I can't do justice to the eloquence and passion of our speakers. Eshoo spoke of the importance of encouraging future biotech investment. Mike Rogers talked about how comparative effectiveness guidelines would have "guided" his doctor away from tests that flagged his cancer when he was a teenager. And John Crowley, who's search for a cure to treat his twins rare disease is now the subject of movie with Harrison Ford talked movingly about how government regulation could have made his investment imposslbe. There was bi-partisan agreement that we shouldn't give an inch on any effort to limit incentives or access to innovation for the sake of cost control. Second guessing at any point could easily stifle or discourage research or technologies deemed a waste of money that years in the future could or have culiminated n transformational cures. It is not just a matter of the inability and ineptness of government planners in determining what thousands of patients, scientists and physicians can decide. It is also because innovation generates it's own excitement and inspiration that can be undermined by centralized planning.

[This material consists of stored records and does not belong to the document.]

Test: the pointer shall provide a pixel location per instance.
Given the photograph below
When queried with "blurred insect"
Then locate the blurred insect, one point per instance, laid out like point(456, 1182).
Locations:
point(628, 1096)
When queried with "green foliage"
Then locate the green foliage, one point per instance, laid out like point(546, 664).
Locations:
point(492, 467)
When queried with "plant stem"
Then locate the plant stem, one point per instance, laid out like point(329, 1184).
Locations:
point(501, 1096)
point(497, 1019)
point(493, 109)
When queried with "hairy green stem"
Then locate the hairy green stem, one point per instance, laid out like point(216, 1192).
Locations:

As the absence of Elijah and John’s comments underscored, innovation is incremental but also inspirational. To paraphrase Robert F. Kennedy, it is numberless diverse acts of freedom, inspiration and belief that sustains innovation. Each time someone pursues an idea, or acts to improve the lot of others, or seeks to battle a disease that has no cure, that individual sends forth a tiny ripple of hope. Those ripples cross each other from a million different centers of energy and daring and build a current which sweeps away the most daunting afflictions, to energize yet another wave of innovation. Only the impatient hand of government possessed with the arrogant sense it has absolute knowledge can fully stop this process.